Have you ever wondered how companies like Apple, Airbnb and Netflix are so successful at innovation when so many other companies fail?
The Centre for Creative Leadership (CCL) conducted a survey in 2015 for senior executives that revealed only 14% thought well of their companies’ endeavours into innovation, despite 94% regarding innovation to be important.
Perhaps the answer lies in how we view innovation. Many among us think of innovation as dramatic changes that disrupt or overhaul an entire industry near overnight. It is hard to deny that these do tend to be the most newsworthy innovations. However, they are arguably also the hardest kind to achieve, and certainly, not the only type of innovation that matters.
What more companies should consider instead is “continuous innovation.” According to the CCL, “Continuous innovation consists of smaller, more frequent innovations. These lead to smaller gains, but [can lead to more consistently positive impacts in a company] over time”. For an example, we can refer to how Airbnb first introduced the booking of rooms or flats, before progressing to the booking of experiences.
Focusing on “continuous innovation” not only helps an organisation to maintain its ability to be innovative, but also drives the organisation forward in a steady, measured manner, and can even aid in eventually building towards more dramatic and groundbreaking innovations in the future.
So, how can you be a successful leader in innovation? First you will need to be aware that leading innovation is different to leading ongoing business operations in 4 critical ways:
- Not only are outcomes uncertain, but the entire context of the innovation process is uncertain. General ideas may change in the course of the project.
- It is high profile. Typically, innovation efforts are among the most visible in the entire organisation, which can prove to be risky.
- Innovation is risky and failures are common, even likely. There can often be dramatic ups and downs over the course of an innovation project.
- It is uncharted territory. Sometimes even the innovators are unclear on the direction of the project as there are no fixed paths in innovation.
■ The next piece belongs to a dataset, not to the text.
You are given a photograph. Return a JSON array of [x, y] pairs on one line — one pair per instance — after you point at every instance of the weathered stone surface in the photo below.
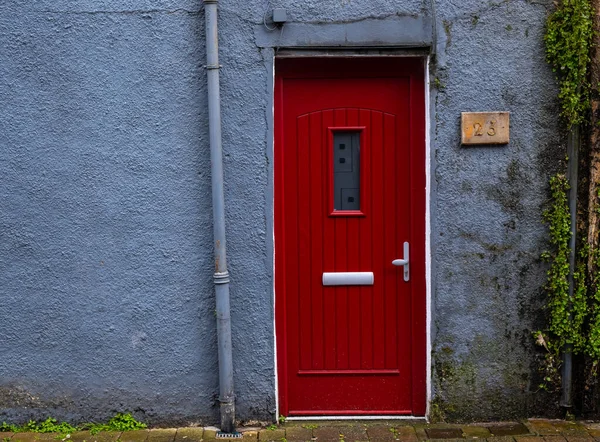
[[298, 434], [529, 438], [508, 429], [210, 433], [103, 436], [353, 433], [162, 435], [383, 433], [250, 435], [191, 434], [444, 433], [475, 432], [134, 436], [328, 434], [271, 435], [543, 427], [485, 128], [501, 439], [34, 437]]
The CCL interviewed individuals and their bosses who were involved in and managed substantial and successful innovation projects in order to gauge the necessary traits required of leaders to provide the support needed to innovators in their teams, so as to ensure the most conducive environment for their work to flourish.
What they discovered was that leaders needed to allow innovators to take creative control and demonstrate trust in innovators’ abilities despite the intrinsic uncertainty surrounding their work. They must also be aware of the bigger picture and keep their goals in mind to keep motivation and morale high, so as not to discourage innovators, even during hard times. Last but not least, leaders must also treat their innovators as equals in sharing the “risks and outcomes” so that the people driving innovation can understand their commitment to innovation.
At the end of the day, in order to sustain innovators’ efforts over long periods of time and to be able to take the risks necessary for successful innovation, leaders must provide greater emotional support to their teams and especially, to their innovators.